Stop using passwords. Use completely random passphrases instead. This comic explains why better than I ever could:
Never use a phrase from any song or book or anything that has been published anywhere ever. It should be random and unique for any passphrase.
Once you get 1Password set up take an afternoon as soon as possible to reset all your passwords everywhere to a unique, strong password generated by 1Password. Use it’s password generator for everything from now on.
This is a big one: Use two-factor or two-step authentication every single place that you can. This means that every time you log in some place new a text message will be sent to your phone to confirm that you’re trying to log in somewhere. A hacker would have to have your login details AND your phone in this case. Here’s a list of places to enable it.
When you set up two factor authentication for each service you’ll get some backup codes. Don’t store these anywhere online or on your computer anywhere. Print them out and store them some place safe.
Likewise with your “master” passwords. Write those down and keep them some place safe.
Install anti-virus software on your mac. Sophos has a good free option. It’ll catch a lot of Phishing attempts.
… those are the big ones. If you do the above you’ll be light years ahead of everyone else.
I’ll leave you with some horror stories that are great reads.

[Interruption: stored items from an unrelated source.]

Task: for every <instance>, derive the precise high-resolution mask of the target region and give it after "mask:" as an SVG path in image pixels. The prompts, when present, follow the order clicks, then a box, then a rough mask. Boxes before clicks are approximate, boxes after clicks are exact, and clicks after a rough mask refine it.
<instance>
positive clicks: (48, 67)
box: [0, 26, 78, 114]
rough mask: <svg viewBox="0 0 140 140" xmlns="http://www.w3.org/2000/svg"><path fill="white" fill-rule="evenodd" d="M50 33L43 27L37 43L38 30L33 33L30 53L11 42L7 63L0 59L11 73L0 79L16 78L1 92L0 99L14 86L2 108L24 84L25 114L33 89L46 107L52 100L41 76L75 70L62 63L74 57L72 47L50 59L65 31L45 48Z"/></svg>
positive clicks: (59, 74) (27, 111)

A writer hires hackers to investigate him and they basically take over everything:
Another writer loses everything including all his photos of the first year of his daughters life because hackers thought his twitter account would be cool to take over:
While this email is Mac-specific, there are a number of cross-platform password managers similar to 1Password. The one I use is LastPass, and for just $12/year you can upgrade to premium and get access to your passwords on your phone.
I hope this has enlightened you (or reminded you to finally get around to it) on security best practices. With all the personal, sensitive information available online these days, can you really risk not taking the time to set everything up securely?